Our results suggest that this computational procedure offers a reliable, objective, and precise method that can be used to supplement visual grading, thereby providing a more advanced method for assessing sequelae in the lungs of treated PCM patients. When the subjective visual evaluation was used, the radiologist overestimated the areas that were affected by fibrosis or emphysema, corroborating the findings of Bankier et al.[28] Computers always follow determined steps when evaluating images, proving that the semiautomatic quantification method is more reproducible.[21] Notably, the algorithm can be used to aid in the clinical analysis of disease, permitting clinicians to identify differences among PCM sequelae. This method may also be applicable to COPD assessments, although more studies are needed. Prionas et al[22] reported that errors in volume quantification depend on the slice thickness. Our acquisition had a small slice thickness but a large increment between each slice, and encountering approximately 15% discrepancies between CT evaluations and real data is expected.

Some radiological findings in the lung due to pulmonary PCM are prominent in the pretreatment stage of the disease, such as cavitary nodules and ground-glass and tree-in-bud opacities. Septal thickening with architectural distortion and traction ectasias are prominent in the posttreatment stage.[29] Some of these patterns may cause confusion, depending on whether they are evaluated in the pretreatment or posttreatment stage. For example, ground-glass opacities may denote disease activity during the pretreatment stage or fibrosis when evaluated during the posttreatment stage.[8,29] To minimize variations, only patients who successfully received anti-P brasiliensis treatment were considered in this study.

The method that was used in the present clinical routine relies on subjective measurements with a low confidence level. These aspects can be significantly improved by using the semiautomatic objective method described in the present work.

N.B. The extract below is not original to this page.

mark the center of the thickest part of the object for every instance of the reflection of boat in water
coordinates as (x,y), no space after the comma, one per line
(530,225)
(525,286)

PCM leads to fibrotic sequelae in the lung that increase the density at the lung boundary, affect soft tissue, and generate inaccuracies when automatically defining the lung boundary. Although the literature shows that some CAD procedures have been tested, all of them were based on the HU of the structure to be segmented.[22-25,30] Muscular tissue near the ribs and fibrosis present similar HU values, and the prior CAD methods failed to distinguish them. To overcome this limitation, lung edges were segmented manually.

CONCLUSION

The computational method presented in this study has great applicability to pulmonary involvement because evaluations are currently performed subjectively. Although PCM was the first disease to be quantified using this algorithm, these steps may be useful for any other pulmonary disease, such as idiopathic pulmonary fibrosis and COPD. Our results show that CAD schemes may greatly help radiologists follow patients with lung sequelae in general.